Brian. Can u tell me how. Been having some kind of issues here. Also think my router
it sick. Have a new one on way. Buffalo wzr-600dhp running dd-wrt latest .. Non beta..
73 jerry
On Apr 29, 2014 1:34 PM, Brian Kantor <Brian(a)UCSD.Edu> wrote:
(Please trim inclusions from previous messages)
_______________________________________________
You should check to make sure that you have the 'chargen' service
disabled on your hosts, and block it in your routers if you can.
I've already contacted the people whose system was involved in this attack.
- Brian
----- Forwarded message -----
Subject: Exploitable chargen service used for an attack: 44.x.x.x.

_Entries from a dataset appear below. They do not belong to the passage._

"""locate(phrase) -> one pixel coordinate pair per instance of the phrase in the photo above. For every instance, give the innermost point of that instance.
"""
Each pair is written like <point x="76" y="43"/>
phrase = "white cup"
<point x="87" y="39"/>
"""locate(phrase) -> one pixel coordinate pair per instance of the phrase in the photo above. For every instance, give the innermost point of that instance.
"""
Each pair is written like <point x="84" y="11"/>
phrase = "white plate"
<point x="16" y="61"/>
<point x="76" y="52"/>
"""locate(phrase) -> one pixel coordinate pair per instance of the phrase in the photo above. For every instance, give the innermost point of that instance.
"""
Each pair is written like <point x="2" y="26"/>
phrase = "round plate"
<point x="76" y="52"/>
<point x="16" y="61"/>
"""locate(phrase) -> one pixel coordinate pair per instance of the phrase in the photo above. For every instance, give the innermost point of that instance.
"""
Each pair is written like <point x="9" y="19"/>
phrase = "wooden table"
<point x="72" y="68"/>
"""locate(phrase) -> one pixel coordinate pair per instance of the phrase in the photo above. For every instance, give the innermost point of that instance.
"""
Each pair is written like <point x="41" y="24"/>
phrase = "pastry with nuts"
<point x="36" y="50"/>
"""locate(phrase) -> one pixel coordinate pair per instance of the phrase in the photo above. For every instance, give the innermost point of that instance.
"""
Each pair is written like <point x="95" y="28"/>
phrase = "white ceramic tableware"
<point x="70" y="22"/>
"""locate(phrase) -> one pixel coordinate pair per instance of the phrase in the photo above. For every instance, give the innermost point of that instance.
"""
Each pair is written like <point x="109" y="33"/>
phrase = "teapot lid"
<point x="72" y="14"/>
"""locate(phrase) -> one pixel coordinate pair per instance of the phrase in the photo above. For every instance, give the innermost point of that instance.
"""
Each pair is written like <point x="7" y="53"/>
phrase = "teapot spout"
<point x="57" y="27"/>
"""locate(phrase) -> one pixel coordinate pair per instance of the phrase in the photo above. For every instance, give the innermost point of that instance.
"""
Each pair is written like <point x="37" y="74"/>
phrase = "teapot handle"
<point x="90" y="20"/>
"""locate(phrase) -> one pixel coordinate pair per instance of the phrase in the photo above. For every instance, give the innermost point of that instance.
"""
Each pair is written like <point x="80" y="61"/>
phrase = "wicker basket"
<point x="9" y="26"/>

It appears that a public "chargen" service on your network, running
on IP address 44.x.x.x, participated in a large-scale attack against a
customer of ours today, generating large UDP responses to spoofed probes
that claimed to be from the attack target.
chargen is an old testing service that generates large quantities of
traffic with only a small request required. It is commonly enabled by
default on old printers and other connected appliances, but it has no
useful purpose over the open internet.
Please block UDP port 19 (inbound and outbound) at your network
edge, as this should stop these chargen attacks without blocking
legitimate traffic. If the endpoint device that generated this traffic
is configurable, please further investigate whether it is running a
chargen service (and disable it, if so) -- commonly exploited devices
include Cisco hardware that has "udp small servers" mistakenly enabled,
old printers, old UNIX boxes with "chargen" running under inetd, and
Windows boxes with the "Simple TCP/IP services" package installed. Also,
it is worth checking if it is a machine that has been compromised, as
some malware directly generates port 19 traffic, simulating chargen,
and in this way masks its presence.
If you are an ISP, please also look at your network configuration and
make sure that you do not allow spoofed traffic (that pretends to be from
external IP addresses) to leave the network. Hosts that allow spoofed
traffic make possible this type of attack.